Jam Tart Recipe

Jam:

Use your favourite flavour of jam, I usually use strawberry.
Or make your own:

Put equal parts sugar (or jam sugar if you have it) and hulled strawberries, and the juice of a lemon  (I may have also added glitter!…but this is optional) into a heavy bottom pot, gently heat mixture and stir to dissolve sugar, mash up strawberries with a potato masher, then bring to a boil, and cook until the mixture reaches 105 degrees C or 220 degrees F.

Pastry:

  • 150 grams or 1 1/4 cups self-raising or all purpose flour
  • 2 grams or 1/2 teaspoon salt
  • 15 grams or 1 tablespoons sugar
  • 75 grams or 5 tablespoons of  softened unsalted butter*
  • 75 grams or 5 tablespoons of  softened vegetable shortening (Stork or Crisco)
  • 3 tablespoons or 45 ml of cold water.

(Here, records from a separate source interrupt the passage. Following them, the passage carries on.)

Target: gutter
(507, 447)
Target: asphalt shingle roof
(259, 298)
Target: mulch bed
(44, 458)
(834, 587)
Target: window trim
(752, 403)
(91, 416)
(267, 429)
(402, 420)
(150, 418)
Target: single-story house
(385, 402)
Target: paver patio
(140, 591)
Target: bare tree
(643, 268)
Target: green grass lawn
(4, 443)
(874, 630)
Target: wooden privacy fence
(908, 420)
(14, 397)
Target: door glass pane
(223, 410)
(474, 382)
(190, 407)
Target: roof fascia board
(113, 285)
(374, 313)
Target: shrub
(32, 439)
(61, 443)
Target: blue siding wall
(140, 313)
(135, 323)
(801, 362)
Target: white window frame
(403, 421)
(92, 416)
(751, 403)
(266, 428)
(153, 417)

Mix ingredients together just enough to form a dough. If dough in too crumbly, add a tablespoon or two more water. If dough is too wet and sticky, as this is a very short crust, add a tablespoon of flour at a time until it becomes easier to handle.
Wrap in plastic wrap, and chill in the fridge for 30 minutes.

Pre-heat oven to 180 degrees C or 350 degree F.
Once chilled, roll out dough onto a well-floured work surface to about 1/8 of an inch thick (or the thickness of a £1 coin.) Make sure you flip dough as you roll it out, this will help stop it from sticking to the work surface. Cut into rounds with a biscuit cutter.
(Timing saving tip: At this point you can freeze your rounds in a tupperware for fresh tarts whenever you like. Just make sure the rounds don’t touch and each layer is separated by a sheet of plastic wrap. When wanted just thaw the frozen rounds for 10 minutes and continue with instructions below.)

Grease jam tart pan.**

Fit each round into your pan, and fill with a heaped teaspoon of jam.

Bake for 15-20 minutes or until golden brown.
(Tip: I like to place another baking sheet underneath to catch any jam that bubbles over making clean up much easier.)

Once baked, allow tarts to cool completely.

Serve or store in an airtight container.

*For the vegan version, simply add more vegetable shortening or other butter substitute.
** If you cannot find a jam tart tray, you can also use a mini pie pan, woopie pie pan or something similar.